Milan’s two reverently worshiped titans of football, Associazione Calcio Milan (AC Milan) and FC Internazionale Milano (Inter), have unveiled a new 60,000-seat shared home that will replace the iconic San Siro Stadium. Appropriately dubbed the Cathedral, the Populous-designed stadium, a rectangular structure wholly encased by vertical fins that support an “elegant glass facade,” described by the two rival clubs in a joint statement as a “celebration of the artistic and cultural heritage of Milano. .” The soaring, glassy design of the stadium was influenced in part by the Duomo di Milano, which towers over the city’s main piazza as the largest church in Italy and the third-largest in the world. Another Milanese architectural landmark situated at Piazza del Duomo, the iconic 19th-century shopping arcade Galleria Vittorio Emanuele, was also cited as an inspiration for the new facility.
The Cathedral will anchor a larger planned sports and leisure district within the San Siro neighborhood in northwest Milan that will feature roughly 22 acres of open green space, 40 percent of the total redevelopment zone. Envisioned as “an extra-contemporary green area that can be lived all year round” by Inter CEO Alessandro Antonello, the new district will be entirely car-free and an existing surface parking lot that takes up roughly 27 percent of the existing site will be moved underground. Per a press release, most of the activities offered within the sprawling new sports and leisure hub will be gratis and/or affiliated with the City of Milan.
A finalized master plan will be unveiled by the project team later next year.
“The Cathedral will become one of the most iconic stadiums in world football,” said Christopher Lee, managing director of Populous for EMEA. “It will create a world-class, modern, and truly bespoke home for the legendary clubs of AC Milan and FC Internazionale Milano and form the beating heart of a new civic district. It will be a stadium for all Milanese to enjoy for generations to come that is true to the city and honors its heritage. A stadium of Milano and for Milano.”

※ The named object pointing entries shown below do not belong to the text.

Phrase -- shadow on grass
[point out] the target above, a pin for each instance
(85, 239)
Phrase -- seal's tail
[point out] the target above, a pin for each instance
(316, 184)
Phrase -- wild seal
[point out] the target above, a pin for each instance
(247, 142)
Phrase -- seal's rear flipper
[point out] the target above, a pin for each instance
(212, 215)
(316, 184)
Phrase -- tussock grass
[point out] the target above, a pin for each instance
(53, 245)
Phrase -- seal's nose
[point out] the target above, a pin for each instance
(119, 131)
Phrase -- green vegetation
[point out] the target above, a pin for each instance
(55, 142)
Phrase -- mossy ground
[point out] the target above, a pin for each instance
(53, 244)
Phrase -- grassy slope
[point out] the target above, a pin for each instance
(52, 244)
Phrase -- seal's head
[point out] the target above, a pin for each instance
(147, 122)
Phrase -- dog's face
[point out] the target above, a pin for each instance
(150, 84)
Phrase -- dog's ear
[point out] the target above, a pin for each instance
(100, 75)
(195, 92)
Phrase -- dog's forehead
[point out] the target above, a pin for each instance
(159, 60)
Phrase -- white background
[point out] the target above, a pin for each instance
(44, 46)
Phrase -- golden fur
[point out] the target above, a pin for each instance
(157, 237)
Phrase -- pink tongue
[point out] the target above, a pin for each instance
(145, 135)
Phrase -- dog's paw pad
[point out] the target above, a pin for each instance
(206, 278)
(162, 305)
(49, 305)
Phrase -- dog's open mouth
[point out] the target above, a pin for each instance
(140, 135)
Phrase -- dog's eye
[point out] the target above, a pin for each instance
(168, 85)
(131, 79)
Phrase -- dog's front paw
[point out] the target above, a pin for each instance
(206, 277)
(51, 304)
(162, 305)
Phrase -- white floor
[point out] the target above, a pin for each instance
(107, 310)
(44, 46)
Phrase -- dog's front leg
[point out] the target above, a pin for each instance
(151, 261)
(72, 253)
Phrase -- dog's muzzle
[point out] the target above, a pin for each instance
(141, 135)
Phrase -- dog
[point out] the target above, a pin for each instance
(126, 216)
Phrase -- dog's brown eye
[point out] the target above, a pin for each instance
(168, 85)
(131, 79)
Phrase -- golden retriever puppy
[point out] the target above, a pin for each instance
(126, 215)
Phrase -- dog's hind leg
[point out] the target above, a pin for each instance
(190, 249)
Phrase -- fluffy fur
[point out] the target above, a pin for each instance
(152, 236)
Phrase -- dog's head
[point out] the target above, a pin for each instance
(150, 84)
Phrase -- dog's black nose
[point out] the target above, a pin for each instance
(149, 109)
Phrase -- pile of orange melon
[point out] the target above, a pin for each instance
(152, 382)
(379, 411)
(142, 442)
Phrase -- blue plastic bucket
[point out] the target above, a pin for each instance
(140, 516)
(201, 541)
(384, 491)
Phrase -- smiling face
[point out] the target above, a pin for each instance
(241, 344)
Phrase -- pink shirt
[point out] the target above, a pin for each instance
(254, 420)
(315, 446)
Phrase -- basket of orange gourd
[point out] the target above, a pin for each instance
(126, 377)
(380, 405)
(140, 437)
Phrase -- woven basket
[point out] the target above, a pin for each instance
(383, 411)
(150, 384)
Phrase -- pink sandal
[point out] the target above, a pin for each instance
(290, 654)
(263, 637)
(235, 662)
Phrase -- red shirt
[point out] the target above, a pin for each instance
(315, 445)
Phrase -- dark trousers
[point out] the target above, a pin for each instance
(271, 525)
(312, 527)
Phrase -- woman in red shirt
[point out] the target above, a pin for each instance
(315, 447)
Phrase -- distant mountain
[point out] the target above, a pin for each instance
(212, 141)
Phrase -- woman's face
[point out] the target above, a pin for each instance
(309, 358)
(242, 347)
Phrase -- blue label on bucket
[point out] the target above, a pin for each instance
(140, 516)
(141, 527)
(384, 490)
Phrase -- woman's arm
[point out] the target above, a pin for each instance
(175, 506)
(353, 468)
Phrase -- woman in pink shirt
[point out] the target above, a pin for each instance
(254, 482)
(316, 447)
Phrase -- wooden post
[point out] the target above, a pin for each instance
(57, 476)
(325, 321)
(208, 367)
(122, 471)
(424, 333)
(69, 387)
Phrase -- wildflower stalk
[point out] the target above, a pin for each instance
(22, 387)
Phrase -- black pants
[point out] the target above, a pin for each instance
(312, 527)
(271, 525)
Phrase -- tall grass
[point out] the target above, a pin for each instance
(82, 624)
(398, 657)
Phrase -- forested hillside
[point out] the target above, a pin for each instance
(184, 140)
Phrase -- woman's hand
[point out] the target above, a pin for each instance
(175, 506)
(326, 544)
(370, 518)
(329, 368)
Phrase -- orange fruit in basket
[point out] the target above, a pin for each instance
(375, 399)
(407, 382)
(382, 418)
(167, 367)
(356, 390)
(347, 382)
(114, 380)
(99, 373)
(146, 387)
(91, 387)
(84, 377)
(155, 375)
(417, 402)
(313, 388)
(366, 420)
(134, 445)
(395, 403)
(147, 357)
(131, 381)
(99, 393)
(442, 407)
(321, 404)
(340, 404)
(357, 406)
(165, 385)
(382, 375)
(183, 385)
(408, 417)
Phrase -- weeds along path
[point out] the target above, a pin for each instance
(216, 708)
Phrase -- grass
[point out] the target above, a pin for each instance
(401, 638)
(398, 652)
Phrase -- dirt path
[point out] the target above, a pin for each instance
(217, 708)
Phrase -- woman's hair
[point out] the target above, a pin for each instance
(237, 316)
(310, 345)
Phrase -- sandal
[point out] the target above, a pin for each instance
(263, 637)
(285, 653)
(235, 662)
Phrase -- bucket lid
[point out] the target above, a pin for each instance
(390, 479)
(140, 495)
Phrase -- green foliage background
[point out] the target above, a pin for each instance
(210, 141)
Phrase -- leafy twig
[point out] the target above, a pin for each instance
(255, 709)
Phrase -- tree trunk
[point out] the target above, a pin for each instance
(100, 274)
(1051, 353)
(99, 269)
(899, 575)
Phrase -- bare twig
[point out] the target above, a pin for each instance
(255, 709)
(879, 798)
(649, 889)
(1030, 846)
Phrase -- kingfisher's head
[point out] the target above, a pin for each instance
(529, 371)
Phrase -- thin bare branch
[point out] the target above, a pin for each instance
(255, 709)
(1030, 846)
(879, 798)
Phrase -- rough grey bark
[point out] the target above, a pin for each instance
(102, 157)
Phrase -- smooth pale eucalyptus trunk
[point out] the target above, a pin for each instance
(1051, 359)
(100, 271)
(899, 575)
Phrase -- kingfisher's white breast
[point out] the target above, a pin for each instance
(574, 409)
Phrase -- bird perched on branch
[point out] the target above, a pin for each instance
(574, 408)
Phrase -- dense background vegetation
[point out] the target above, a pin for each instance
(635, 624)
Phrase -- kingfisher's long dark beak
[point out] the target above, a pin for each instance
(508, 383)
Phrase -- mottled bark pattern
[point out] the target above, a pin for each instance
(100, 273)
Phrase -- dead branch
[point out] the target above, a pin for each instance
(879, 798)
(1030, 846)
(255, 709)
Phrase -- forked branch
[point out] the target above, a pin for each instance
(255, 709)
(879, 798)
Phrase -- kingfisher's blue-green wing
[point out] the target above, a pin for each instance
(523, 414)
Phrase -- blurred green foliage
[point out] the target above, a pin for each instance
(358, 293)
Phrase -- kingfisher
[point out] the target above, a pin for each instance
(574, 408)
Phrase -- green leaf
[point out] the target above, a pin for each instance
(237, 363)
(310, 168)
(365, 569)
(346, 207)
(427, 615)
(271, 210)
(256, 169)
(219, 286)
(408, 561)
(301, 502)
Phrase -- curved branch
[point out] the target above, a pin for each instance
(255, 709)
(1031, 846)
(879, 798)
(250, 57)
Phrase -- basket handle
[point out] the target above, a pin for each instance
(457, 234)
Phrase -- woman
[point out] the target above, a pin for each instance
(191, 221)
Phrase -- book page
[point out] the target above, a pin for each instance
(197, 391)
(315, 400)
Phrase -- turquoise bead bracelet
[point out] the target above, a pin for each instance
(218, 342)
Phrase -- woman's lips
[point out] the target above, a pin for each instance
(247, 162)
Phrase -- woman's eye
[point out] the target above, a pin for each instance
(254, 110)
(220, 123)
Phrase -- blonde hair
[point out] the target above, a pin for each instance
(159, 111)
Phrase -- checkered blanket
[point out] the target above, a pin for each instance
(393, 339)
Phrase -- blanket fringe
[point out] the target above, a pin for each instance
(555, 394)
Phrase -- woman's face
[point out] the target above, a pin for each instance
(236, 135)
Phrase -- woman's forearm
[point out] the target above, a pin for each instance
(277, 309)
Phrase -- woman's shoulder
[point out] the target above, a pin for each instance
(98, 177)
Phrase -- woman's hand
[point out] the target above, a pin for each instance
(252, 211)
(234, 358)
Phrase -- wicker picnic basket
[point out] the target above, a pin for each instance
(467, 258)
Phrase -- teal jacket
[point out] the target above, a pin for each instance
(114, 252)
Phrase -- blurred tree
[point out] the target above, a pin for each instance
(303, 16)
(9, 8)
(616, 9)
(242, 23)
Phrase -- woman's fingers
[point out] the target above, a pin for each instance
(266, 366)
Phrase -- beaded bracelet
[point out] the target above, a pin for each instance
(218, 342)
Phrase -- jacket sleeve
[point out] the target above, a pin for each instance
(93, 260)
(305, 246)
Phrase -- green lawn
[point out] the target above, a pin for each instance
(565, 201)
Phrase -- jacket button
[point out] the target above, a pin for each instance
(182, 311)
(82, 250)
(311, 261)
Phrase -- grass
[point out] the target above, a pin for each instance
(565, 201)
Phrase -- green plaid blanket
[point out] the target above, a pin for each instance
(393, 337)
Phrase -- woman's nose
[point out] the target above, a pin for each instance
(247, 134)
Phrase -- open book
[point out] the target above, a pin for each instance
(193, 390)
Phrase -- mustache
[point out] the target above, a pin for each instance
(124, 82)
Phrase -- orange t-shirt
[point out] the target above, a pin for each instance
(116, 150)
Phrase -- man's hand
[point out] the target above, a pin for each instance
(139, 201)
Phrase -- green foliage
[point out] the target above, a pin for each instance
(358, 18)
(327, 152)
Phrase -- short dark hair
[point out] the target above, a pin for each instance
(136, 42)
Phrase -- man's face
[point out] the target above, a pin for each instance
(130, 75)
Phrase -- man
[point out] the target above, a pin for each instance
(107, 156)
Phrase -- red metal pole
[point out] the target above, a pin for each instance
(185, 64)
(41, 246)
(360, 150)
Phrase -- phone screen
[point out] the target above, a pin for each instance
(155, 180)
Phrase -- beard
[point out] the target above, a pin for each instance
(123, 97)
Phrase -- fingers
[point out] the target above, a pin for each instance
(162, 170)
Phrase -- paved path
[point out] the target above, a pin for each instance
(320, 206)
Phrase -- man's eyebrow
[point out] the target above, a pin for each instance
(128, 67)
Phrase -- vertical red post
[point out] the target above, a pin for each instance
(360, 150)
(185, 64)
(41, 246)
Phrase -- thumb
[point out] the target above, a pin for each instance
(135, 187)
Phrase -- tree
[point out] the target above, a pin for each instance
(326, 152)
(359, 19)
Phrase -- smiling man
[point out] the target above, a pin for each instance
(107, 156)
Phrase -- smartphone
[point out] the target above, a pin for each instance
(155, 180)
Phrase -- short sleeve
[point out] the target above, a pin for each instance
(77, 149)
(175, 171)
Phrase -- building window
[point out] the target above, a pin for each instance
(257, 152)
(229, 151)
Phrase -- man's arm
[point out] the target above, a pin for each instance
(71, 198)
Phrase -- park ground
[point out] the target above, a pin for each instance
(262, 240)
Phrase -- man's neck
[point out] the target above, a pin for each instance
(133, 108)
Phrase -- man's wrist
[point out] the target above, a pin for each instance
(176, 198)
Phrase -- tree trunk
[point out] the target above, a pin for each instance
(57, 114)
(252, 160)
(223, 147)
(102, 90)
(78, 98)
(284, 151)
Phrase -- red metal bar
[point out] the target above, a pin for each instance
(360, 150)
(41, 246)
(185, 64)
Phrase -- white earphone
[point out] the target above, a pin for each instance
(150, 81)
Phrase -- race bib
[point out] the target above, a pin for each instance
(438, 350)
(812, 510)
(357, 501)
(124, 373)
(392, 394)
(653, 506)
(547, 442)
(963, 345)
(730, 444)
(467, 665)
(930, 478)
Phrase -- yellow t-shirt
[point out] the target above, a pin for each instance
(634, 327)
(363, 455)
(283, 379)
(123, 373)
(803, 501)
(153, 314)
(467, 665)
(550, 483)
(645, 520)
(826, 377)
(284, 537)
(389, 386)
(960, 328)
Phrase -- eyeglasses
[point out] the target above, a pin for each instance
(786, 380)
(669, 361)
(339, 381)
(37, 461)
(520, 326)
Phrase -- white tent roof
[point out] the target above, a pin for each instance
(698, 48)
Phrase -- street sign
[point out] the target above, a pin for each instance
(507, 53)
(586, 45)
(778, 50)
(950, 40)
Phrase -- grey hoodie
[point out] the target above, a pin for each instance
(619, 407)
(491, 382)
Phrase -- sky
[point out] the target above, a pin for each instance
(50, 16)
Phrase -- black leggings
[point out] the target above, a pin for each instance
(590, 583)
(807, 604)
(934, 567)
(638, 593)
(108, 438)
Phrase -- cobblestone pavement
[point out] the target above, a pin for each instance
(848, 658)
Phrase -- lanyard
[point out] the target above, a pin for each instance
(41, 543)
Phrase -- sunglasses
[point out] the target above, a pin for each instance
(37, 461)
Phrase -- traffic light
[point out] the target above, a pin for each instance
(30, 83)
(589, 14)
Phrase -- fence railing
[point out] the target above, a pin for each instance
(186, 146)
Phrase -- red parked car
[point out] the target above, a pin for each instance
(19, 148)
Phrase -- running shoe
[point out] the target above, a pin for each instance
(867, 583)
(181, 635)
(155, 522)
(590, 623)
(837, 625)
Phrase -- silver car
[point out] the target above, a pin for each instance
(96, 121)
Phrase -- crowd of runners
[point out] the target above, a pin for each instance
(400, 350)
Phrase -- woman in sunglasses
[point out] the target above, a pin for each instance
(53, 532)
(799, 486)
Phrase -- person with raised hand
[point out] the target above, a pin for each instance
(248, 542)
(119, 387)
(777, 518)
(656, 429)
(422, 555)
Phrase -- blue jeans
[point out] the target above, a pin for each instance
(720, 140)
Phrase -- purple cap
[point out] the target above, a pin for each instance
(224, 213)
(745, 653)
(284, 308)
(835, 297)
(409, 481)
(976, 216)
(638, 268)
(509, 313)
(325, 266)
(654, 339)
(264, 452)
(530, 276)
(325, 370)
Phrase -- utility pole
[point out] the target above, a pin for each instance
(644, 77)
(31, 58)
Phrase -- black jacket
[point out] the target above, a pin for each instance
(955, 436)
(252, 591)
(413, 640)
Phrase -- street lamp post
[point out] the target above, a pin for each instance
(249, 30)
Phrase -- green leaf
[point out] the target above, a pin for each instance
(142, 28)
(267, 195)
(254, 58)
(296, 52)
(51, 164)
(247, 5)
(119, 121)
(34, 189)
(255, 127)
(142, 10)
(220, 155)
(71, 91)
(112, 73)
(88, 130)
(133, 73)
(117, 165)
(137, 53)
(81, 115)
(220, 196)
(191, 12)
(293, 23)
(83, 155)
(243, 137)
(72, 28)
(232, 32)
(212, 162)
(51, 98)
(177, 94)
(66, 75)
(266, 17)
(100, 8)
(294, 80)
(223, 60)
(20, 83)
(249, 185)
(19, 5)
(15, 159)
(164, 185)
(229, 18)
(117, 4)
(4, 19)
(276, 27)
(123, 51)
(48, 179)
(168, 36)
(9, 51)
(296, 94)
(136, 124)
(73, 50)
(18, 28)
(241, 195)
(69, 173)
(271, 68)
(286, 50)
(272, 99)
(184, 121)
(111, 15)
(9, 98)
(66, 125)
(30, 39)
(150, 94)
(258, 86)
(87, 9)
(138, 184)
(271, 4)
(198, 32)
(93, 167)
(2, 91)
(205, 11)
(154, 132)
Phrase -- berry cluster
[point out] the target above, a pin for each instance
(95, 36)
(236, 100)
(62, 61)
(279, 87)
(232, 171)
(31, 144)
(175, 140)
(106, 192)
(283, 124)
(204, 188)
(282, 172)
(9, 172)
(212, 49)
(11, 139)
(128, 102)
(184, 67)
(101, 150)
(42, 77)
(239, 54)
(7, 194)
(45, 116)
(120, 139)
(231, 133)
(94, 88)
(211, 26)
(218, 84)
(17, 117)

Beating out a stadium proposal from Manica-Cmr Sportium that was also under consideration by the two clubs, the Milan office of Populous will lead the project with support from the firm’s London-based EMEA team. Like the Populous-helmed transformation of Seattle’s old KeyArena into the Climate Pledge Arena that debuted in October, the Cathedral will be a sustainable stadium aiming for carbon neutrality and LEED certification. This will be achieved through “the use of the most innovative materials and cutting-edge technologies in terms of water and electricity usage, as well as noise control,” according to the clubs. The official project website goes on to further detail a range of planned sustainability elements including a rainwater catchment system, rooftop solar photovoltaic panels and accompanying battery storage system, passive heating, and more.
To considerable controversy, the existing parking lot isn’t the only thing at the San Siro development site that’s disappearing.
The legendary San Siro Stadium, formally known as Stadio Giuseppe Meazza since 1980, will be partially demolished to make way for the Cathedral and the parkland-heavy new district that will flank it. Last year, Italy’s heritage authority gave the demolition plans its full blessing after deeming that San Siro Stadium holds no “cultural interest.” Completed in 1926 and subject to a series of major facelifts over the decades, the fabled 80,000-seat capacity stadium is among the largest in Europe and by far the largest in Italy. Legal action aiming to halt the demolition of San Siro Stadium is already reportedly underway and a number of high-profile opponents have spoken out against the demolition plans including former AC Milan owner Silvio Berlusconi, who has also been generating headlines as of late for other reasons. .
Whatever the case, demolition work won’t proceed until after the opening ceremony for the Milan 2026 Winter Olympics is held at San Siro Stadium as planned. “[…] no matter the timing of when the new stadium will be built, the opening ceremony for the 2026 Winter Olympics will be held in the current stadium, as a tribute to its glorious history,” clarified Milan Mayor Giuseppe Sala in October.
While a firm construction timeline for the Cathedral has yet to be established, the project is anticipated to reach completion in 2017 with an estimated cost of over $567 million.